At a similar sensitivity and specificity, compared with single detection of G. vaginalis or combining data for numerous bacteria, log L/G is more appropriate for the flora imbalance seen in BV. Compared with other bacteria associated with BV, L. crispatus and G. vaginalis have a higher relative abundance and copies in VSs, which makes it better linear range and repeatability in the process of detection.
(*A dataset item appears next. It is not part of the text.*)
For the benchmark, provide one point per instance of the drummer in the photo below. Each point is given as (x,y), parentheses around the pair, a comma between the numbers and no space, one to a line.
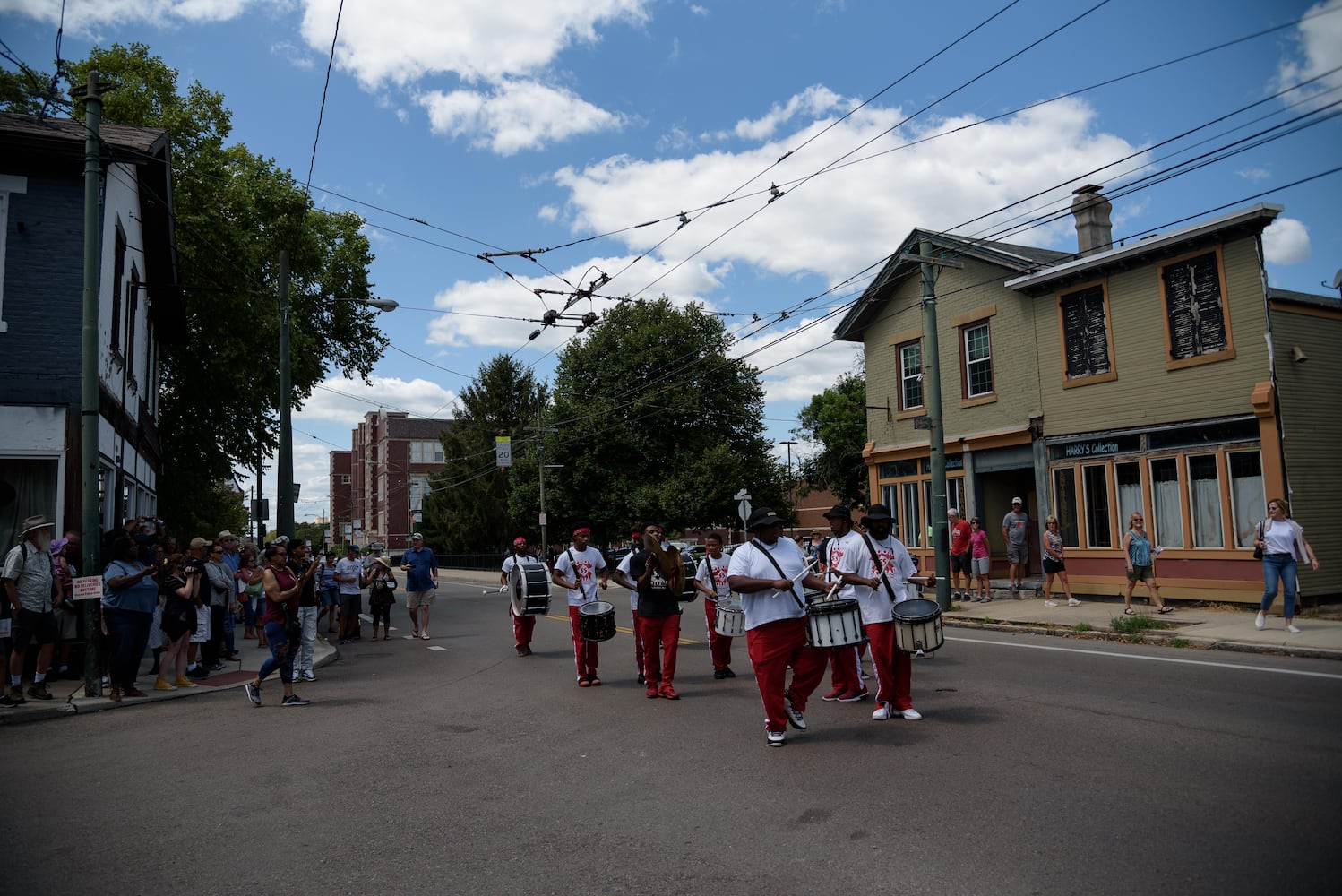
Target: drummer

The ratio of abundance of L. crispatus to that of G. vaginalis was used, so the amount of VS sampled had little effect on log L/G. Compared with the Nugent Score as the ‘gold standard’, log L/G can be quantified accurately, monitored continuously, and avoids the subjectivity inherent in the morphologic assessment of bacteria.
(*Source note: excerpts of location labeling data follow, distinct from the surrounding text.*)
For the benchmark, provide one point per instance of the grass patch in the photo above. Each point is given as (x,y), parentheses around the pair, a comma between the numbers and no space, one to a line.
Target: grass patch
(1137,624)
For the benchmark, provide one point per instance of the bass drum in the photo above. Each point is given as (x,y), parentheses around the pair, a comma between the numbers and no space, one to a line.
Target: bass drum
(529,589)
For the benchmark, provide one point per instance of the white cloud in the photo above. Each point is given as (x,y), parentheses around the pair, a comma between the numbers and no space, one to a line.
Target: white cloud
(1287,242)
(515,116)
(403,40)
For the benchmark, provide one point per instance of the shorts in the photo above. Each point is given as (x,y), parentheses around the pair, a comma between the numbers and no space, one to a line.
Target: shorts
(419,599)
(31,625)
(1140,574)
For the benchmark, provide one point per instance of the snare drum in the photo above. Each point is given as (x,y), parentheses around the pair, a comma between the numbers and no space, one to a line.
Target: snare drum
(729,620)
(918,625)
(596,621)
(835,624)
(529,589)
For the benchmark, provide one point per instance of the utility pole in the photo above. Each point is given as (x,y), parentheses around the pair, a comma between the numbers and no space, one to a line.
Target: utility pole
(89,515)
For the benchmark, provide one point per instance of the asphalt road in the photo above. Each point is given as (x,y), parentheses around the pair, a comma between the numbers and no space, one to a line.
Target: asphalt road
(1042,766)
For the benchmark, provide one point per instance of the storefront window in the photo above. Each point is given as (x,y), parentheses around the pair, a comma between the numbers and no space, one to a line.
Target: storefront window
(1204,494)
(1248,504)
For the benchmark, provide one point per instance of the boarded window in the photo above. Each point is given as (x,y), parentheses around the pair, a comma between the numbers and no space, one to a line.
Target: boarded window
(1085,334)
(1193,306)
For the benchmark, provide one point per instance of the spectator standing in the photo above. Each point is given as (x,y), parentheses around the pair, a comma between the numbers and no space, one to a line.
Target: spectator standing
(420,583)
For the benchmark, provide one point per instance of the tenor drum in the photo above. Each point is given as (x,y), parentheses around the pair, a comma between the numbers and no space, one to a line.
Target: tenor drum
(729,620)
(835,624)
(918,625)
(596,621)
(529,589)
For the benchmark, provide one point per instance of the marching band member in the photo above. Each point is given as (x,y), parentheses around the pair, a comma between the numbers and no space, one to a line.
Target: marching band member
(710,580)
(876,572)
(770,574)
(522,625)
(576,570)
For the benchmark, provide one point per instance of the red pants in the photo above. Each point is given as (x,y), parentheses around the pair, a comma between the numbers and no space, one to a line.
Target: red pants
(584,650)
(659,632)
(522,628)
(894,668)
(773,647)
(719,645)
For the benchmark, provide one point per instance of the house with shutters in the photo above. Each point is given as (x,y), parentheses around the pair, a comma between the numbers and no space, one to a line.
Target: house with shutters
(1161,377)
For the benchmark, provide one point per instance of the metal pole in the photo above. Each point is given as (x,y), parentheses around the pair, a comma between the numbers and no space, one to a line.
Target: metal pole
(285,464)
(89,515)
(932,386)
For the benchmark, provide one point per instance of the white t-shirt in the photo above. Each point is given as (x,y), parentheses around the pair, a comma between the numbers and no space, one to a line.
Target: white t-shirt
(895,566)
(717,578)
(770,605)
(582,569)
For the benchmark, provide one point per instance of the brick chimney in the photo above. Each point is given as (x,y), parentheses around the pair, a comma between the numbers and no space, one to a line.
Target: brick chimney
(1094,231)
In some VSs, bacterial recognition based on morphology can be difficult, and the Nugent Score recognizes bacteria only from the genera Lactobacillus, Gardnerella, and Mobiluncus, while other bacteria causing dysbacteriosis are not distinguished [38] Therefore, using this evaluation system, these patients are easily classified into BV intermediate type, which hampers the clinical diagnosis and treatment. Using log L/G for detection of the M group elicits the same problem in this study. In the intermediate group, there were both cases with LogL/G > 0 and cases with LogL/G < 0. Some of the cases in the intermediate group were in the transitional stage of dysbiosis, but a small number of cases could be further differentiated into the healthy or BV group, which needs to be combined with more clinical evidence such as clinical presentation and patient outcome. Thus, this study still needs to be expanded and further studies are needed to verify the clinical value of LogL/G in identifying intermediate groups.

Conclusions

Combination of data for 16S rRNA-seq and RT-qPCR revealed four indicators for BV detection. Of these, log L/G < 0 was the best indicator. Creating a molecular-diagnostic system independent of the Nugent Score for BV could have an important impact on the clinical management of BV.